The birth of our kids was also the tipping point in my marriage. As PPs have said, the combination of pressures - small children, lack of sleep, moving to a bigger house, higher outgoings, much more stressful job - resulted in DH’s mental health taking a nosedive. As a result of which he became ever more unreasonable, demanding, controlling, spiteful and generally cunty.
And I had stupidly given up my career a few years in, so I was effectively quite isolated and felt like it was my ‘job’ and duty to make everything ok for him, so increasingly the whole household revolved around his needs and no one else’s.

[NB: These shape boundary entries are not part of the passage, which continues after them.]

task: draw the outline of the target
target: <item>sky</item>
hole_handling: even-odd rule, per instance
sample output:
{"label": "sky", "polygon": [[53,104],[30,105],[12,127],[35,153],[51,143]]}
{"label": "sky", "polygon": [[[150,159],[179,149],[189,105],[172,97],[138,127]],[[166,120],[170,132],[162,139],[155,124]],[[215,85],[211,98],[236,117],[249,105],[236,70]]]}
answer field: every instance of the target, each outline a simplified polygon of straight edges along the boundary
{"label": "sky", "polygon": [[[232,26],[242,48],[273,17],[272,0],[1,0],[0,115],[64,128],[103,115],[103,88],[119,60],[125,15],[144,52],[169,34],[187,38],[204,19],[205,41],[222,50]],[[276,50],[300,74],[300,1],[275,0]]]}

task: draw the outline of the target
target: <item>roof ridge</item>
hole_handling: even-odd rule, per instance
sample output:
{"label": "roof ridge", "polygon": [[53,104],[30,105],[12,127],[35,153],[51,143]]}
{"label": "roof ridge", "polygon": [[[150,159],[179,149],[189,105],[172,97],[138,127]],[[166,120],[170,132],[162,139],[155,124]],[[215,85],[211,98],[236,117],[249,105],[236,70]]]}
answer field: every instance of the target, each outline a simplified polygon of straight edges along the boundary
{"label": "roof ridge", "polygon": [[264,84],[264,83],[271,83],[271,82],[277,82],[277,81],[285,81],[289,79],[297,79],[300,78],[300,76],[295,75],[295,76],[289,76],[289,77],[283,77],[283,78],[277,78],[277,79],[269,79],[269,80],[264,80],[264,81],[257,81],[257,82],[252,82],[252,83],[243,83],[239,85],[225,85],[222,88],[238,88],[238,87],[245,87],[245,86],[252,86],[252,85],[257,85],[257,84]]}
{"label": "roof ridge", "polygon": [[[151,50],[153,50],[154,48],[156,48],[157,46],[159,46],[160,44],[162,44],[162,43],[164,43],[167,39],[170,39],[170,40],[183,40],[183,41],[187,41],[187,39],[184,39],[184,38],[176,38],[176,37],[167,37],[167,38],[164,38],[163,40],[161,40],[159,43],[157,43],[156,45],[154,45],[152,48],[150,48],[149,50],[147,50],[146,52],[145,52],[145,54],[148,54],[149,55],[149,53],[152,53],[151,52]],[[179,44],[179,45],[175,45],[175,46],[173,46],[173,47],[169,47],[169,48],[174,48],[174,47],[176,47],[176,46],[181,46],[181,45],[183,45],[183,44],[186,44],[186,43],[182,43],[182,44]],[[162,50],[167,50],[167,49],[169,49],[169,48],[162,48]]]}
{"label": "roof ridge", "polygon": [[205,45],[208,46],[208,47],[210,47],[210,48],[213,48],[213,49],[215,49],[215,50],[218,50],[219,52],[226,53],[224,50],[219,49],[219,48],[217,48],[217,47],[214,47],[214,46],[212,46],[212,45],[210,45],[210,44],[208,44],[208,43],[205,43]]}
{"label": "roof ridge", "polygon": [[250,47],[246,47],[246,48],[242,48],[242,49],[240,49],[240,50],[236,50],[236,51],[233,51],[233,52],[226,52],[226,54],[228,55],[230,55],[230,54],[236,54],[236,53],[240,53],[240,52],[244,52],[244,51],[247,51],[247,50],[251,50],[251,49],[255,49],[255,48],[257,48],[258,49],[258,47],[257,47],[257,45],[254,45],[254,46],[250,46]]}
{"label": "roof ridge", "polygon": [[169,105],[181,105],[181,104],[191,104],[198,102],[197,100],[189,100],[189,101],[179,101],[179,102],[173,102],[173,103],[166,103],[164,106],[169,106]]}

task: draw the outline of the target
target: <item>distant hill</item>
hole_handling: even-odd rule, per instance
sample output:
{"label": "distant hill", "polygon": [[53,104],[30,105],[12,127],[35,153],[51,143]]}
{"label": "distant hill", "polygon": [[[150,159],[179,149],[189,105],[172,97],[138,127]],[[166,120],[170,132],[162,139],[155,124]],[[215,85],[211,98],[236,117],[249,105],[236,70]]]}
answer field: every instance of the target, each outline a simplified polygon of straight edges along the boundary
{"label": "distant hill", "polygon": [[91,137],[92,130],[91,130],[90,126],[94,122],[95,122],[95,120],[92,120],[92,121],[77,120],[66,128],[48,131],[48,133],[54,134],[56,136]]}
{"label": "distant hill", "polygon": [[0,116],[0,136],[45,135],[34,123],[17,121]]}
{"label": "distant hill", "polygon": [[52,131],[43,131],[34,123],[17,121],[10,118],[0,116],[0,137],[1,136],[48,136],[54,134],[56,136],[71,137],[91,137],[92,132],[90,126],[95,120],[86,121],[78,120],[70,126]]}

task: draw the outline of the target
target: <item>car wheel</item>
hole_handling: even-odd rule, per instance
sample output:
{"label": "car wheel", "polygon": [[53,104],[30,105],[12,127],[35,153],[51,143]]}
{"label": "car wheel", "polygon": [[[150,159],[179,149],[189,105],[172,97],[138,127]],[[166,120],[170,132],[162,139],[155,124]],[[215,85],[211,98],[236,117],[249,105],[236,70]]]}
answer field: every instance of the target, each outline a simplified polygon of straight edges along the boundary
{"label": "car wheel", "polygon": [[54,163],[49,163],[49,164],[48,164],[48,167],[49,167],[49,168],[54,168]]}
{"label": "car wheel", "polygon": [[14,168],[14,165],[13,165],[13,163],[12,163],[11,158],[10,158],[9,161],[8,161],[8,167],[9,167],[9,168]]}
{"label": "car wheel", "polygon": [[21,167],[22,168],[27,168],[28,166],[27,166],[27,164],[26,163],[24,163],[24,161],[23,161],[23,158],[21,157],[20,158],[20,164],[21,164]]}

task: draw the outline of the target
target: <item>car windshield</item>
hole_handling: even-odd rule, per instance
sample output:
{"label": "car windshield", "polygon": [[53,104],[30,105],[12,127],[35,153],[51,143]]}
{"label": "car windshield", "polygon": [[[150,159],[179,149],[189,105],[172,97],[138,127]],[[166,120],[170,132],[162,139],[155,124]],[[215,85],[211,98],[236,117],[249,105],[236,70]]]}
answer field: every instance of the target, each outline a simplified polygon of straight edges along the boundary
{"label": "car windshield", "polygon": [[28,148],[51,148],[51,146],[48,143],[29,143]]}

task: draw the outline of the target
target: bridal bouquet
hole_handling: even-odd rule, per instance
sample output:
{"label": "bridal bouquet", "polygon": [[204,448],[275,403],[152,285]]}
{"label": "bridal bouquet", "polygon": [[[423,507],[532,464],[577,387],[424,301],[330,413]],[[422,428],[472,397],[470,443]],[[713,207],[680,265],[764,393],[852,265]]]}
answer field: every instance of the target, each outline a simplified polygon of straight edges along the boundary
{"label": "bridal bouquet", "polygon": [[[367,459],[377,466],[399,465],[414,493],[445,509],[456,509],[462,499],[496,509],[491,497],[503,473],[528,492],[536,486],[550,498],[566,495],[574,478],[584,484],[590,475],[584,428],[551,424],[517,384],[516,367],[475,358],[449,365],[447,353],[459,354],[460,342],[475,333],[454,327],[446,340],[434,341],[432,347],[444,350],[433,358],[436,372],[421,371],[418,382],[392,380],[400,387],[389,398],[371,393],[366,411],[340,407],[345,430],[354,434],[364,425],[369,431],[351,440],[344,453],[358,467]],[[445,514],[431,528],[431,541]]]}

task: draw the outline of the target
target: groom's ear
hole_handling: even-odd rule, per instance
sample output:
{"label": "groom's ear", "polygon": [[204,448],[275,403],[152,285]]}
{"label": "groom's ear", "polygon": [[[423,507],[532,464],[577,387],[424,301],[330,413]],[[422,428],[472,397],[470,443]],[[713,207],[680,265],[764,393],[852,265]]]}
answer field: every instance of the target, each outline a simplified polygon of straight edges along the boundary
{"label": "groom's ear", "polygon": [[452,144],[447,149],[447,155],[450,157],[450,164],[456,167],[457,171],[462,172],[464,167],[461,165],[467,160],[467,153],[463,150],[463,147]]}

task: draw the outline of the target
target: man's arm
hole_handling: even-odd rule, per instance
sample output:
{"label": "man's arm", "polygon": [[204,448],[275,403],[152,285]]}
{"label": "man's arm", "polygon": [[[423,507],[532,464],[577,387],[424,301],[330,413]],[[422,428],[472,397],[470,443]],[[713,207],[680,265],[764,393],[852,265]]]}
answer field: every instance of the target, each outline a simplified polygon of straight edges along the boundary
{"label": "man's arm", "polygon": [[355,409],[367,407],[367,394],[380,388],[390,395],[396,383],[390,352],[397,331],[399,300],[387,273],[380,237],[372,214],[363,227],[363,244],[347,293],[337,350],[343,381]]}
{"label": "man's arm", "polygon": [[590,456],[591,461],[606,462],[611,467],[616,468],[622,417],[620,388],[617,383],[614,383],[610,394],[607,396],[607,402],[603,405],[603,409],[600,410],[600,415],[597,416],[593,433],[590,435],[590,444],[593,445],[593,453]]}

The whole shitshow was a bit of a boiled frog situation, tbh - over a 10 year period we slowly went from being happy and optimistic and effectively a pretty good team, to me being permanently anxious, unhappy and treading on eggs, and him being correspondingly more controlling and abusive (though never physically).
We’re still together (when he realsed I was about to leave him for good it shook him out of his denial) but it’s taken years of work to repair the damage and it’ll never be the same as it was when we were young. There’s part of me that’ll always be a little bit broken, I think, partly from the shame of it (I appear to be a stridently confident and articulate person; no one in a million years would guess that was the true dynamic of our relationship behind closed doors), and partly from grief at those lost years when I was in the thick of it.
The other thing to say is that my DH, though he has behaved unforgivably in some ways, is a good person, who battles daily with his mental health and demons from his awful childhood. People are complicated. Relationships are difficult.
So in answer to your question, OP, no, you definitely can’t always see it coming, and anyone who tries to blame or shame you can get to fuck.